Here’s the portrait:
Our survey of biology teachers is the first nationally representative, scientific sample survey to examine evolution and creationism in the classroom. Three different survey questions all suggest that between 12% and 16% of the nation’s biology teachers are creationist in orientation. Roughly one sixth of all teachers professed a “young earth” personal belief, and about one in eight reported that they teach creationism or intelligent design in a positive light. The number of hours devoted to these alternative theories is typically low—but this nevertheless must surely convey to students that these theories should be accorded respect as scientific perspectives.
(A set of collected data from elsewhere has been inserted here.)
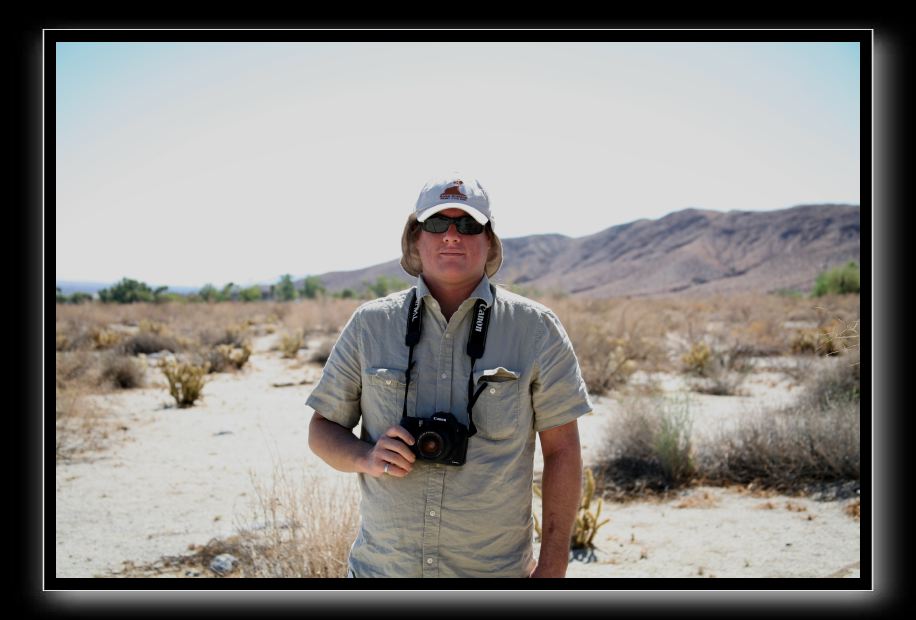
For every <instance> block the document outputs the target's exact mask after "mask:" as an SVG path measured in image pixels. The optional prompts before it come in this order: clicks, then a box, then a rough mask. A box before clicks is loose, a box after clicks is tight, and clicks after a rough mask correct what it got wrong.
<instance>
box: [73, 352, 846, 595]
mask: <svg viewBox="0 0 916 620" xmlns="http://www.w3.org/2000/svg"><path fill="white" fill-rule="evenodd" d="M272 341H273V337H270V336H267V337H263V338H261V339H259V340H257V341H256V343H255V353H254V354H253V355H252V356H251V359H250V360H249V362H248V364H247V365H246V367H245V368H244V369H243V370H242V371H241V372H238V373H235V374H218V375H211V377H212V379H211V381H210V382H209V383H208V384H207V385H206V387H205V389H204V399H203V401H202V402H200V403H199V404H198V405H196V406H194V407H193V408H190V409H184V410H182V409H177V408H175V407H174V401H173V400H172V399H171V397H170V396H169V395H168V391H167V389H166V386H165V383H164V381H163V380H162V379H161V374H159V373H158V372H153V371H149V372H148V387H146V388H142V389H135V390H130V391H125V392H120V393H114V394H110V395H105V396H98V397H95V399H96V402H97V403H98V404H99V405H100V406H101V407H102V408H104V410H105V411H107V416H108V417H110V418H111V419H112V420H113V422H114V423H115V424H116V425H117V426H122V427H124V429H123V430H121V431H120V432H119V434H118V435H116V436H115V438H114V439H112V442H111V444H110V445H109V446H108V447H107V448H106V449H105V450H104V451H102V452H99V453H96V454H92V455H88V456H87V458H83V459H78V460H74V461H69V462H61V463H58V464H57V466H56V507H55V529H56V551H57V554H56V557H57V565H56V569H57V576H58V577H92V576H105V575H109V574H112V573H113V572H115V571H118V570H119V569H121V568H122V567H123V563H124V562H127V561H129V562H132V563H135V564H138V565H139V564H143V563H151V562H154V561H156V560H158V559H159V558H161V557H163V556H173V555H179V554H184V553H188V548H189V546H190V545H204V544H206V543H207V542H208V541H210V540H211V539H213V538H223V537H226V536H229V535H230V534H232V533H234V532H235V531H236V530H237V525H238V523H239V522H240V519H244V518H245V516H247V515H250V514H251V513H250V508H251V502H252V501H253V497H252V496H253V494H254V487H253V482H252V481H253V479H254V480H259V481H262V482H264V481H268V480H270V478H271V475H272V473H273V472H274V471H275V468H277V467H281V468H284V469H286V470H289V471H294V472H295V471H298V472H304V473H306V474H312V473H314V474H316V475H319V476H321V477H322V478H323V479H324V480H326V481H327V483H328V484H350V483H352V480H353V478H352V476H349V475H347V474H342V473H340V472H336V471H335V470H333V469H331V468H330V467H328V466H327V465H326V464H324V463H323V462H322V461H320V460H319V459H318V458H317V457H315V456H314V455H313V454H312V453H311V451H310V450H309V449H308V445H307V437H308V420H309V417H310V416H311V410H310V409H308V408H307V407H305V405H304V403H305V400H306V398H307V396H308V394H309V391H310V390H311V388H312V385H313V384H314V381H315V380H317V378H318V376H319V375H320V371H321V369H320V366H316V365H313V364H303V363H302V362H301V361H295V360H284V359H282V358H281V356H280V354H279V353H278V352H275V351H270V350H269V349H270V347H271V345H272ZM767 363H771V361H770V362H767ZM636 379H637V380H639V379H640V378H638V377H637V378H636ZM642 379H645V380H648V379H650V378H647V377H643V378H642ZM655 379H656V380H658V382H659V383H660V384H661V385H662V386H663V388H664V389H665V390H666V391H667V390H677V389H679V388H680V387H682V385H681V384H680V383H679V379H678V378H676V377H671V376H669V377H656V378H655ZM303 380H307V381H309V383H307V384H300V382H302V381H303ZM275 384H289V385H286V386H284V387H274V385H275ZM745 389H746V391H747V394H746V395H744V396H705V395H700V394H691V395H690V399H691V400H690V402H691V407H690V411H691V415H692V419H693V423H694V424H693V428H694V433H695V434H696V436H697V437H701V436H703V435H704V434H707V435H708V436H711V434H712V433H714V432H715V431H716V430H718V429H721V428H725V427H726V426H727V425H728V424H731V423H734V421H735V420H736V419H738V417H740V416H741V415H744V414H746V413H748V412H753V411H755V410H756V409H757V408H759V407H761V406H763V405H769V406H772V405H774V404H777V403H779V402H785V401H786V400H787V399H791V398H793V397H794V394H795V390H796V387H795V386H794V385H793V383H792V381H791V380H788V379H787V378H786V375H785V374H783V373H780V372H778V369H774V368H771V369H769V370H762V371H760V372H756V373H754V375H753V376H752V377H751V378H749V379H748V381H747V382H746V384H745ZM594 400H595V406H596V407H595V412H594V413H592V414H590V415H587V416H584V417H583V418H581V419H580V434H581V437H582V446H583V457H584V459H585V461H586V463H589V462H590V461H592V460H594V458H595V455H596V454H597V452H598V449H599V447H600V445H601V443H602V441H603V437H604V436H605V433H606V432H607V429H608V422H609V421H610V420H611V419H612V416H613V415H614V412H615V411H617V410H619V406H620V405H619V402H618V401H617V400H616V399H614V398H596V399H594ZM541 463H542V461H541V458H540V451H539V452H538V456H537V460H536V467H537V468H538V469H540V467H541ZM850 501H851V500H835V501H817V500H815V499H811V498H794V497H786V496H780V495H767V496H764V495H754V494H751V493H748V492H747V491H745V490H741V489H725V488H706V487H700V488H692V489H689V490H687V491H685V492H684V493H682V494H681V495H680V496H678V497H675V498H673V499H669V500H666V501H639V502H630V503H626V504H618V503H607V504H605V505H604V508H603V511H602V516H603V517H609V518H610V522H609V523H608V524H607V525H605V526H603V527H602V528H601V529H600V530H599V531H598V534H597V536H596V539H595V543H596V548H595V550H594V552H593V553H591V554H589V555H588V556H581V557H577V558H576V559H574V560H573V561H572V562H571V563H570V567H569V571H568V576H569V577H828V576H844V577H857V576H858V575H859V568H858V567H859V557H860V556H859V553H860V551H859V538H860V530H859V522H858V520H856V519H854V518H852V517H851V516H850V515H849V514H848V513H847V512H846V508H847V506H848V504H849V503H850ZM536 504H537V502H536ZM536 511H537V514H538V515H540V506H539V505H536Z"/></svg>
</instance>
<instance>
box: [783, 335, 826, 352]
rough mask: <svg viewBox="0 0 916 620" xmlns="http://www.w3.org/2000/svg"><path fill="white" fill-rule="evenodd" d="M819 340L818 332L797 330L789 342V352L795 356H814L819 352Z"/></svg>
mask: <svg viewBox="0 0 916 620" xmlns="http://www.w3.org/2000/svg"><path fill="white" fill-rule="evenodd" d="M818 340H819V339H818V332H817V330H813V329H800V330H796V331H795V333H794V334H793V335H792V338H791V339H790V341H789V350H790V351H791V352H792V353H793V354H795V355H805V354H810V355H814V354H815V353H817V350H818Z"/></svg>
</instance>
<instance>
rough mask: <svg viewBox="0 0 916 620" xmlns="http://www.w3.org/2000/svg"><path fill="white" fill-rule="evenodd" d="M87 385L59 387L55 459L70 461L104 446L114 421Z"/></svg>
mask: <svg viewBox="0 0 916 620" xmlns="http://www.w3.org/2000/svg"><path fill="white" fill-rule="evenodd" d="M87 396H88V393H87V391H86V389H85V387H82V386H80V387H75V388H71V387H67V388H61V387H60V386H58V387H57V389H56V390H55V399H54V410H55V411H54V414H55V425H54V440H55V460H57V461H67V460H72V459H76V458H78V457H81V456H83V455H85V454H87V453H89V452H93V451H97V450H100V449H102V448H104V446H105V440H106V439H107V438H108V436H109V433H110V432H111V430H112V426H113V425H112V423H111V420H109V419H108V418H107V417H106V416H105V415H104V413H103V412H102V411H101V410H100V409H99V408H98V407H96V406H95V405H94V404H92V403H91V402H90V400H89V399H88V398H87Z"/></svg>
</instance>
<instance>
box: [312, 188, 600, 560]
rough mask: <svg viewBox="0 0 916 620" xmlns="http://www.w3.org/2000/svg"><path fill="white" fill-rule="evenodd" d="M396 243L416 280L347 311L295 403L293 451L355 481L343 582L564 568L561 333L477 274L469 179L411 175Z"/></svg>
mask: <svg viewBox="0 0 916 620" xmlns="http://www.w3.org/2000/svg"><path fill="white" fill-rule="evenodd" d="M401 247H402V252H403V255H402V258H401V266H402V267H403V268H404V270H405V271H406V272H407V273H409V274H410V275H412V276H415V277H416V278H417V281H416V286H415V287H413V288H411V289H408V290H406V291H400V292H398V293H393V294H391V295H389V296H387V297H384V298H381V299H376V300H374V301H370V302H367V303H365V304H363V305H361V306H360V307H359V308H358V309H357V310H356V312H355V313H354V314H353V316H352V317H351V318H350V320H349V322H348V323H347V325H346V326H345V327H344V329H343V331H342V332H341V334H340V337H339V338H338V341H337V343H336V344H335V345H334V348H333V350H332V352H331V355H330V357H329V359H328V361H327V363H326V365H325V368H324V373H323V375H322V378H321V380H320V381H319V383H318V385H317V386H316V387H315V389H314V390H313V391H312V393H311V395H310V396H309V398H308V401H307V402H306V404H307V405H308V406H310V407H312V408H313V409H314V410H315V413H314V415H313V416H312V420H311V423H310V425H309V447H310V448H311V449H312V451H313V452H314V453H315V454H317V455H318V456H320V457H321V458H322V459H324V460H325V461H326V462H327V463H328V464H329V465H331V466H332V467H334V468H335V469H338V470H340V471H345V472H356V473H357V475H358V477H359V483H360V491H361V495H362V501H361V504H360V511H361V522H360V529H359V533H358V535H357V538H356V540H355V541H354V543H353V546H352V548H351V549H350V557H349V567H348V568H349V571H348V575H349V576H355V577H484V576H488V577H529V576H530V577H564V576H565V575H566V568H567V562H568V558H569V543H570V536H571V533H572V528H573V525H574V522H575V515H576V510H577V507H578V503H579V498H580V493H581V485H582V482H581V475H582V460H581V451H580V446H579V432H578V427H577V423H576V418H578V417H579V416H581V415H584V414H586V413H588V412H589V411H591V404H590V402H589V400H588V395H587V392H586V389H585V383H584V381H583V380H582V376H581V372H580V370H579V365H578V362H577V360H576V357H575V354H574V353H573V350H572V346H571V344H570V341H569V338H568V337H567V335H566V332H565V330H564V329H563V327H562V325H561V324H560V322H559V320H558V319H557V317H556V316H555V315H554V314H553V312H551V311H550V310H549V309H548V308H546V307H545V306H543V305H541V304H538V303H535V302H533V301H531V300H529V299H526V298H524V297H521V296H519V295H516V294H513V293H511V292H509V291H507V290H505V289H503V288H496V287H495V286H493V285H492V284H491V283H490V281H489V278H490V277H492V276H493V274H495V273H496V271H497V270H498V269H499V267H500V265H501V263H502V243H501V242H500V240H499V238H498V237H497V236H496V233H495V232H494V230H493V215H492V213H491V210H490V203H489V198H488V196H487V193H486V192H485V191H484V189H483V187H481V185H480V183H479V182H478V181H477V180H475V179H472V178H470V177H467V176H461V175H459V174H457V173H456V174H454V175H450V176H447V177H442V178H436V179H432V180H430V181H429V182H427V183H426V185H424V187H423V189H422V190H421V191H420V196H419V198H418V200H417V204H416V208H415V210H414V212H413V213H411V215H410V216H409V217H408V220H407V223H406V225H405V227H404V232H403V235H402V240H401ZM411 334H413V337H412V336H411ZM411 338H413V339H412V340H411ZM411 343H412V344H411ZM469 405H470V406H469ZM448 414H451V415H452V416H454V420H453V422H454V424H451V425H449V424H450V423H448V422H447V421H448V420H449V419H450V418H449V415H448ZM360 422H361V430H360V437H359V438H357V437H356V436H355V435H354V434H353V433H352V431H351V429H353V428H354V427H355V426H356V425H357V423H360ZM458 426H460V427H461V428H463V429H465V431H466V432H464V431H455V434H453V435H448V436H447V437H445V438H443V437H444V436H445V435H446V434H447V433H451V432H452V431H449V430H445V429H455V428H457V427H458ZM424 428H425V429H435V430H436V432H432V431H429V432H425V431H423V429H424ZM462 433H464V434H462ZM535 433H537V435H538V436H539V438H540V441H541V450H542V453H543V456H544V470H543V475H542V484H541V486H542V503H543V515H542V541H541V549H540V555H539V558H538V559H537V560H535V558H534V552H533V545H532V540H533V524H534V519H533V515H532V508H531V505H532V481H533V467H534V465H533V461H534V451H535V443H534V442H535ZM418 437H419V438H420V441H419V442H418V441H417V438H418ZM430 437H432V438H433V439H432V440H431V439H430ZM463 438H464V439H466V444H465V443H463ZM443 444H447V445H448V447H447V448H445V447H443ZM443 450H452V452H450V453H448V452H447V453H446V454H447V456H445V457H443V456H442V454H443ZM463 450H464V451H463ZM419 455H423V456H422V457H421V456H419ZM430 455H432V456H430ZM433 457H435V458H433ZM436 458H440V459H441V458H445V461H441V460H436Z"/></svg>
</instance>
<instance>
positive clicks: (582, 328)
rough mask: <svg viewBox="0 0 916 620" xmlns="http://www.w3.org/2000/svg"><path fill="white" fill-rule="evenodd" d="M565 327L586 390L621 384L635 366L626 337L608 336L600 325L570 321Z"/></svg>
mask: <svg viewBox="0 0 916 620" xmlns="http://www.w3.org/2000/svg"><path fill="white" fill-rule="evenodd" d="M566 329H567V333H568V335H569V339H570V341H571V342H572V345H573V350H574V351H575V353H576V358H577V359H578V360H579V369H580V370H581V372H582V379H583V380H584V381H585V386H586V388H587V389H588V391H589V393H590V394H594V395H601V394H606V393H607V392H608V391H610V390H612V389H614V388H617V387H619V386H621V385H623V384H625V383H626V382H627V381H628V379H629V378H630V376H631V375H632V374H633V372H634V371H635V370H636V364H635V362H634V361H633V359H632V358H631V357H630V353H629V350H628V348H627V345H626V341H624V340H623V339H620V338H614V337H612V336H610V335H609V334H608V333H607V332H606V331H605V329H604V328H602V327H601V326H599V325H597V324H594V323H585V322H577V321H574V322H572V323H571V324H570V325H569V326H567V327H566Z"/></svg>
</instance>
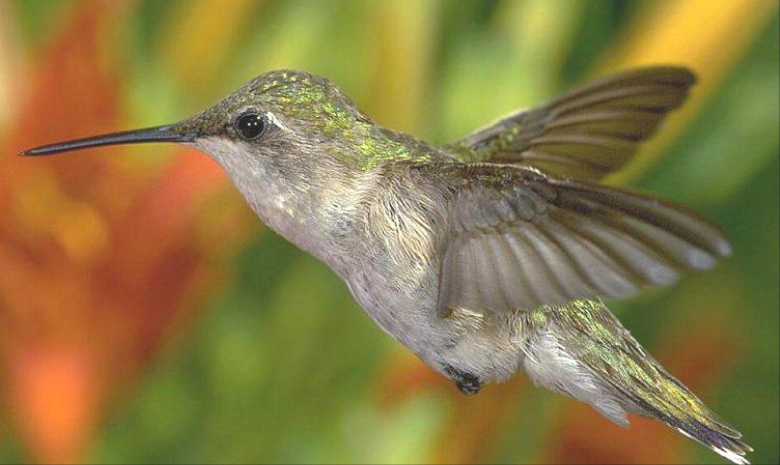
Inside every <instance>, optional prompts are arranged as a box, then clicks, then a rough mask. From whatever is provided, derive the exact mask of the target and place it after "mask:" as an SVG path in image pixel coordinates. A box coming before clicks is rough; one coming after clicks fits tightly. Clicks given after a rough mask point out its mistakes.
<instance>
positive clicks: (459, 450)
mask: <svg viewBox="0 0 780 465" xmlns="http://www.w3.org/2000/svg"><path fill="white" fill-rule="evenodd" d="M778 24H779V23H778V2H776V1H770V0H733V1H725V0H724V1H714V0H692V1H667V2H651V1H634V2H628V1H622V2H617V1H588V2H584V1H583V2H574V1H569V2H549V1H546V0H529V1H511V0H507V1H467V0H462V1H458V2H447V1H434V0H423V1H421V0H409V1H392V2H367V1H365V2H360V1H332V0H328V1H318V2H310V1H295V0H293V1H230V2H222V1H216V0H186V1H185V0H178V1H172V0H164V1H127V2H120V1H112V2H100V1H86V0H83V1H58V2H53V1H32V0H5V1H2V2H0V400H1V401H2V402H0V405H1V407H0V461H2V462H17V461H29V462H86V461H90V462H91V461H98V462H136V463H137V462H153V463H165V462H295V463H301V462H355V463H358V462H381V463H404V462H435V463H436V462H440V463H474V462H518V463H544V462H555V463H678V462H706V463H712V462H717V463H720V458H719V457H716V456H715V455H714V454H712V453H711V452H709V451H708V450H706V449H705V448H704V447H700V446H698V445H697V444H695V443H693V442H691V441H688V440H687V439H685V438H683V437H682V436H680V435H678V434H677V433H676V432H674V431H672V430H670V429H668V428H666V427H664V426H663V425H661V424H659V423H656V422H651V421H648V420H643V419H641V418H633V421H632V425H631V427H630V428H628V429H622V428H619V427H617V426H615V425H613V424H611V423H610V422H608V421H607V420H605V419H603V418H601V417H600V416H598V415H597V414H596V413H595V412H594V411H592V410H591V409H590V408H589V407H587V406H585V405H583V404H579V403H577V402H574V401H571V400H569V399H566V398H564V397H562V396H559V395H555V394H552V393H549V392H547V391H543V390H541V389H536V388H534V387H533V386H532V385H531V383H529V382H528V380H527V379H526V378H525V377H524V376H518V377H516V378H515V379H513V380H512V381H510V382H508V383H506V384H503V385H493V386H489V387H488V388H486V389H484V390H483V391H482V392H481V393H480V394H479V395H478V396H476V397H473V398H466V397H464V396H462V395H460V394H459V393H458V392H457V391H456V389H455V388H454V387H453V386H452V385H451V384H450V383H449V382H447V381H445V380H444V379H443V378H441V377H439V376H438V375H436V374H434V373H433V372H432V371H431V370H430V369H428V368H426V367H425V366H424V365H422V364H421V363H420V362H419V361H417V360H416V359H415V358H414V357H413V356H411V355H410V354H409V353H408V352H407V351H406V350H405V349H403V348H402V347H401V346H400V345H398V344H396V343H394V342H393V341H391V340H390V338H389V337H387V336H386V335H385V334H384V333H382V332H381V331H380V330H379V329H378V328H377V327H376V326H375V325H374V324H373V323H372V322H371V321H370V320H369V318H368V317H367V316H366V315H365V314H364V313H363V312H362V311H361V309H360V308H358V306H357V305H356V304H355V303H354V302H353V300H352V299H351V297H350V295H349V293H348V291H347V289H346V287H345V286H344V285H343V284H342V283H341V282H340V281H339V280H338V279H337V278H336V277H335V276H334V275H333V274H332V273H331V272H330V271H329V270H328V269H327V268H326V267H325V266H323V265H322V264H320V263H318V262H317V261H315V260H314V259H312V258H311V257H309V256H307V255H305V254H303V253H301V252H300V251H298V250H296V249H295V248H294V247H293V246H291V245H290V244H288V243H287V242H285V241H284V240H283V239H281V238H279V237H278V236H276V235H275V234H274V233H273V232H271V231H269V230H267V229H266V228H264V227H263V226H262V225H261V224H260V223H259V221H257V220H256V219H255V218H254V217H253V215H252V214H250V212H249V210H248V209H247V208H245V206H244V205H243V203H242V201H241V199H240V198H239V195H238V194H237V193H236V191H234V190H233V189H232V188H231V187H230V185H229V183H228V182H227V179H226V177H225V176H224V175H223V174H222V173H221V171H220V170H219V169H218V168H217V166H216V165H215V164H214V163H212V162H211V161H210V160H208V159H207V158H206V157H204V156H201V155H199V154H197V153H194V152H192V151H191V150H188V149H186V148H177V147H167V146H162V145H160V146H135V147H118V148H107V149H100V150H91V151H88V152H83V153H73V154H70V155H68V156H62V157H54V158H40V159H20V158H18V157H16V155H15V154H16V153H17V152H18V151H19V150H21V149H23V148H27V147H29V146H32V145H36V144H39V143H46V142H51V141H55V140H59V139H66V138H73V137H77V136H83V135H89V134H93V133H98V132H105V131H113V130H118V129H123V128H133V127H140V126H151V125H157V124H163V123H168V122H173V121H175V120H178V119H180V118H182V117H184V116H187V115H189V114H191V113H193V112H195V111H199V110H201V109H203V108H205V107H207V106H209V105H210V104H211V102H213V101H215V100H216V99H217V98H219V97H221V96H222V95H223V94H226V93H228V92H231V91H233V90H234V89H235V88H236V87H237V86H239V85H240V84H241V83H243V82H244V81H246V80H248V79H250V78H251V77H254V76H255V75H257V74H260V73H262V72H265V71H268V70H271V69H274V68H280V67H289V68H300V69H304V70H307V71H310V72H313V73H317V74H321V75H324V76H327V77H328V78H330V79H332V80H334V81H335V82H336V83H338V84H339V85H340V86H341V87H342V88H343V89H344V90H345V91H346V92H347V94H349V95H351V96H352V97H353V98H354V99H355V101H356V102H357V103H358V104H359V106H360V107H361V108H363V109H364V110H365V111H366V112H367V113H368V114H370V115H372V116H373V117H375V119H376V120H377V121H378V122H379V123H381V124H384V125H387V126H391V127H394V128H398V129H401V130H405V131H410V132H413V133H415V134H417V135H419V136H422V137H424V138H426V139H430V140H433V141H435V142H441V143H444V142H447V141H451V140H454V139H455V138H457V137H460V136H462V135H464V134H466V133H468V132H469V131H471V130H473V129H475V128H477V127H479V126H481V125H482V124H484V123H486V122H489V121H492V120H493V119H495V118H497V117H498V116H500V115H502V114H505V113H507V112H509V111H511V110H514V109H516V108H520V107H524V106H529V105H533V104H536V103H539V102H542V101H544V100H545V99H547V98H550V97H551V96H553V95H555V94H556V93H557V92H560V91H562V90H565V89H567V88H569V87H571V86H573V85H576V84H578V83H582V82H584V81H587V80H589V79H592V78H594V77H598V76H601V75H605V74H609V73H612V72H615V71H617V70H621V69H625V68H628V67H631V66H636V65H641V64H658V63H671V64H682V65H687V66H690V67H692V68H693V69H695V70H696V72H697V73H698V74H699V77H700V83H699V85H698V86H697V87H696V88H695V91H694V94H693V97H692V99H691V100H690V101H689V103H688V104H687V105H686V106H685V108H684V109H683V110H682V111H679V112H677V113H675V114H674V116H672V117H671V119H670V120H669V121H668V124H667V125H666V126H665V127H664V128H663V129H662V131H661V132H660V133H659V135H658V136H657V137H656V138H655V139H654V140H653V141H652V142H651V143H649V144H647V145H646V146H645V147H644V149H643V150H642V151H641V153H640V154H639V155H638V156H637V158H636V159H635V161H634V162H633V163H632V164H631V165H630V166H628V167H627V169H625V170H623V171H622V172H621V173H619V174H618V175H616V176H614V177H613V178H612V179H611V180H610V182H613V183H619V184H623V185H630V186H633V187H637V188H641V189H643V190H644V191H647V192H651V193H654V194H657V195H660V196H663V197H665V198H667V199H671V200H674V201H676V202H678V203H680V204H683V205H685V206H687V207H689V208H692V209H694V210H696V211H698V212H700V213H701V214H703V215H705V216H706V217H708V218H710V219H712V220H713V221H714V222H715V223H717V224H719V225H720V226H722V227H723V228H724V229H725V230H726V231H727V233H728V235H729V236H730V237H731V239H732V240H733V244H734V250H735V252H734V255H733V257H732V258H729V259H728V260H726V261H725V262H724V263H723V264H722V265H721V266H719V267H718V268H717V269H715V270H714V271H710V272H707V273H701V274H696V275H691V276H688V277H686V278H685V279H684V280H683V281H682V282H681V283H680V284H679V285H677V286H675V287H672V288H670V289H656V290H651V291H648V292H646V293H644V294H643V295H642V296H641V297H639V298H636V299H634V300H631V301H627V302H614V303H610V305H611V307H612V308H613V309H614V310H615V312H616V313H617V314H618V315H619V317H620V318H621V320H622V321H623V322H624V324H625V325H626V326H627V327H628V328H629V329H630V330H631V331H632V332H633V333H634V335H635V336H636V337H637V338H638V339H639V340H640V341H641V342H642V343H643V344H644V345H645V346H646V347H647V348H648V349H649V350H650V352H652V353H653V354H654V355H655V356H656V357H657V358H658V359H659V360H660V361H661V362H662V363H663V364H664V365H666V367H667V368H668V369H669V370H670V371H671V372H672V373H674V374H676V375H677V376H678V377H679V378H681V379H682V380H683V381H684V382H685V383H686V384H688V385H689V386H690V387H691V388H692V389H693V390H694V391H695V392H696V393H698V394H699V395H700V396H701V397H702V398H703V399H704V400H706V401H707V403H708V404H709V405H710V406H711V407H713V409H714V410H716V411H717V412H719V413H720V414H721V415H722V416H723V417H724V418H726V419H727V420H728V421H730V422H731V423H733V424H734V425H735V426H737V427H738V428H739V429H740V430H741V431H742V432H743V433H744V434H745V438H746V439H747V441H748V442H749V443H750V444H751V445H753V446H754V448H755V449H756V452H755V453H754V454H753V455H752V457H751V460H753V461H754V463H777V461H778V460H780V455H779V454H778V441H777V438H778V433H779V432H778V415H779V413H778V395H780V394H779V388H778V377H779V373H778V371H779V370H778V366H779V365H780V361H779V360H778V333H779V332H780V328H779V324H778V318H779V317H778V308H780V302H779V299H778V280H779V279H780V277H779V273H778V268H779V265H778V263H779V262H780V259H779V258H778V257H779V255H780V250H779V249H778V235H779V234H780V232H779V231H778V223H779V222H780V218H779V217H778V216H779V213H778V212H779V211H780V204H779V202H778V173H779V172H780V167H779V166H778V159H779V158H780V157H778V153H780V147H779V145H780V143H779V142H778V128H779V126H780V123H779V122H778V99H780V95H779V90H778V87H779V85H780V84H779V80H780V78H779V77H778V61H779V60H778V55H779V50H778V31H779V27H778Z"/></svg>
The majority of teachers, however, see evolution as central and essential to high school biology courses. Yet the amount of time devoted to evolutionary biology varies substantially from teacher to teacher, and a majority either avoid human evolution altogether or devote only one or two class periods to the topic. We showed that some of these differences were due to personal beliefs about human origins. However, an equally important factor is the science education the teacher received while in college. Additional variance is likely to be rooted in pressures—subtle or otherwise—emerging from parents and community leaders in each school’s community, in combination with teachers’ confidence in their ability to deal with such pressures  given their knowledge of evolution, as well as their personal beliefs.
These findings strongly suggest that victory in the courts is not enough for the scientific community to ensure that evolution is included in high school science courses. Nor is success in persuading states to adopt rigorous content standards consistent with recommendations of the National Academy of Sciences and other scientific organizations.